Common conditions that are associated with acute abdominal pain include viral gastroenteritis, systemic viral illness, streptococcal pharyngitis, lobar pneumonia, and UTIs. Frequent causes of chronic or recurrent abdominal pain include colic (among young infants) and constipation. Other gastrointestinal (GI) conditions that may present with abdominal pain include inflammatory bowel disease (more often Chron’s disease than ulcerative colitis), cholecystitis (more common among children with predisposing conditions such as hemolytic anemia or cystic fibrosis or among older adolescents), pancreatitis, dietary protein allergy (typically in infants), malabsorption, and intra-abdominal abscesses (most commonly observed in children with perforated appendicitis).

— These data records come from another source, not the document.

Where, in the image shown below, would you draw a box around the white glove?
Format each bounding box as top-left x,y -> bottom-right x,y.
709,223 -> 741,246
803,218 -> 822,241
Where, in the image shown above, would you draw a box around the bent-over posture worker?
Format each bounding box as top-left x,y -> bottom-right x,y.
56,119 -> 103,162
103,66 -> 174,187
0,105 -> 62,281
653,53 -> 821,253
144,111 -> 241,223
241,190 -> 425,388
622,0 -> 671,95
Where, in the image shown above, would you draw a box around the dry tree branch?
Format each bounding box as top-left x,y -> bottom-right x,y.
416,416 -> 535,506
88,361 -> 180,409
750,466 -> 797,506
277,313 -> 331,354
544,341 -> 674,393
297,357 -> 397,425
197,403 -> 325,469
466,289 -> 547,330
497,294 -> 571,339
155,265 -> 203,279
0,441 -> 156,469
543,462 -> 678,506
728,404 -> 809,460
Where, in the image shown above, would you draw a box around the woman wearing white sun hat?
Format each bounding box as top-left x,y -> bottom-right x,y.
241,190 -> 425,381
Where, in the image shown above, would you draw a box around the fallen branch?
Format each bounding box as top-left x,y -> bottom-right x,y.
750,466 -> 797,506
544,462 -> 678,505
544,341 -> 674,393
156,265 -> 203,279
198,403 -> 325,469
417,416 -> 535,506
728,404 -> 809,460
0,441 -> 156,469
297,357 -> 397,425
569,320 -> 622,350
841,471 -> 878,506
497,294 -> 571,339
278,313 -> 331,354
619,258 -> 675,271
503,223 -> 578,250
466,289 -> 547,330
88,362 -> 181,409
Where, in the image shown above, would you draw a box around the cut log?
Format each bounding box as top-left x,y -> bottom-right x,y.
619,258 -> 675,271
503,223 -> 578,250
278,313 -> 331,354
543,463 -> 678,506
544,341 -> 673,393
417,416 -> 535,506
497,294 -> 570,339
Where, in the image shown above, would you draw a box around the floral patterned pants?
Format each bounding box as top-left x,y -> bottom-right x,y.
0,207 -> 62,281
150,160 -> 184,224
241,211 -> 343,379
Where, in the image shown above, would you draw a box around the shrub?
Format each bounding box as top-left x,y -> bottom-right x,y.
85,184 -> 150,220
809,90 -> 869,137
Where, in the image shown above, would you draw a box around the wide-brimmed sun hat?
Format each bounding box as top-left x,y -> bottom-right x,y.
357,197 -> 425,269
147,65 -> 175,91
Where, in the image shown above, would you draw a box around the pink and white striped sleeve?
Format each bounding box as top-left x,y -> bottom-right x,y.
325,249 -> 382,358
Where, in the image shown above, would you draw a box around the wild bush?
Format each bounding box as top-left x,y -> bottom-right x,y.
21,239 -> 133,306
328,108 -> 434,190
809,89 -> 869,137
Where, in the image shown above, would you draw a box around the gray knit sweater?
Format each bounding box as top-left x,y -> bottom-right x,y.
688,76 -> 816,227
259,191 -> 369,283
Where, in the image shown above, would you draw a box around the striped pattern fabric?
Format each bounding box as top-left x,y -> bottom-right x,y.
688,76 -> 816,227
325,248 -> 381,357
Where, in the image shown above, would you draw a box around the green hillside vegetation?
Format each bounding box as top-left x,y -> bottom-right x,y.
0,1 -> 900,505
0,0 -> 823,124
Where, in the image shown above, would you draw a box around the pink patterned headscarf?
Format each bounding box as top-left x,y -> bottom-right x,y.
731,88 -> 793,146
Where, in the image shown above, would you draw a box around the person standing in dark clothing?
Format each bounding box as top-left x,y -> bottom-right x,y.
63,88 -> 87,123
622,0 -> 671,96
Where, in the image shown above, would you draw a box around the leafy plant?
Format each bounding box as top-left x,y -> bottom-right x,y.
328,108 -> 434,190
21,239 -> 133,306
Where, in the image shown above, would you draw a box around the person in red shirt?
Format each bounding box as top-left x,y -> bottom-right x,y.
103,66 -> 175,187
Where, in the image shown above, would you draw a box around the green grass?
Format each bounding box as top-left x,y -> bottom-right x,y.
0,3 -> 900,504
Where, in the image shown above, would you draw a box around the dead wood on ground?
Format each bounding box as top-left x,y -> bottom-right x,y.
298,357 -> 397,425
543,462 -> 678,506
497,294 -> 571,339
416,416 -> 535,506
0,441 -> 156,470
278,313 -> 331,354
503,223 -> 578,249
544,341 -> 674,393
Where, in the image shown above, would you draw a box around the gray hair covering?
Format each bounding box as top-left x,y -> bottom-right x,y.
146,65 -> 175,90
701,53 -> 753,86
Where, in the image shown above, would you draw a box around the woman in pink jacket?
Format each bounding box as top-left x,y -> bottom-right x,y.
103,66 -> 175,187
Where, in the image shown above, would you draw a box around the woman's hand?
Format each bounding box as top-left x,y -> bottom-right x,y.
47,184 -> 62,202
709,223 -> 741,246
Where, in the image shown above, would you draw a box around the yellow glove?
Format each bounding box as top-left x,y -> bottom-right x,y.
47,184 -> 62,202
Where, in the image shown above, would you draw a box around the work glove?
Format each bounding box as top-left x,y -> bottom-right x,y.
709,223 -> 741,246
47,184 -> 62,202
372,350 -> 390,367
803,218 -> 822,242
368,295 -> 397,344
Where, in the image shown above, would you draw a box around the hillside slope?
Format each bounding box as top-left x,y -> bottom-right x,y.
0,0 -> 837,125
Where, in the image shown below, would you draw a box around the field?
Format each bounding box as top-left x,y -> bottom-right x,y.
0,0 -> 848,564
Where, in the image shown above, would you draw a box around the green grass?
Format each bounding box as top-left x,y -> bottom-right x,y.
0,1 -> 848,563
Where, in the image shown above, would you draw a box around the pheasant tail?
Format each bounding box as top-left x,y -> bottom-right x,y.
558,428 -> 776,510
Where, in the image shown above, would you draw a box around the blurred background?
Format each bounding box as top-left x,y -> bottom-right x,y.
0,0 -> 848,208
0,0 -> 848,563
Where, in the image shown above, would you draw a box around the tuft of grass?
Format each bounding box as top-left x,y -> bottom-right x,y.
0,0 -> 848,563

Incarcerated inguinal hernia is an extra-abdominal cause of abdominal pain that can be life-threatening. A careful genitourinary examination should be performed in all children with abdominal pain. Myocarditis and pericarditis are rare extra-abdominal causes of abdominal pain. Systemic life-threatening conditions that can be associated with abdominal pain include diabetic ketoacidosis and hemolytic uremic syndrome. Other extra-abdominal conditions in which abdominal pain is often present include the following: Henoch–Schönlein purpura (usually with a distinctive purpuric rash over the lower extremities and buttock), vasoocclusive crisis with sickle cell syndromes, testicular torsion, urolithiasis (typically with colicky pain and flank tenderness), and toxic ingestions (such as lead or iron).
Functional abdominal pain should be considered among children with recurrent abdominal pain, but should be a diagnosis of exclusion. The pain rarely occurs during sleep and has no particular associations with eating, exercise, or other activities. The child typically has normal growth and development, and the abdominal examination is unremarkable; occasionally, mild midabdominal tenderness, without involuntary guarding, is elicited.
Among postmenarchal females, life-threatening conditions within the reproductive tract that can cause abdominal pain include pelvic inflammatory disease (PID) with tuboovarian abscess and ruptured ectopic pregnancy. Although intrauterine pregnancy may be associated with lower abdominal pain, ectopic pregnancy should always be considered.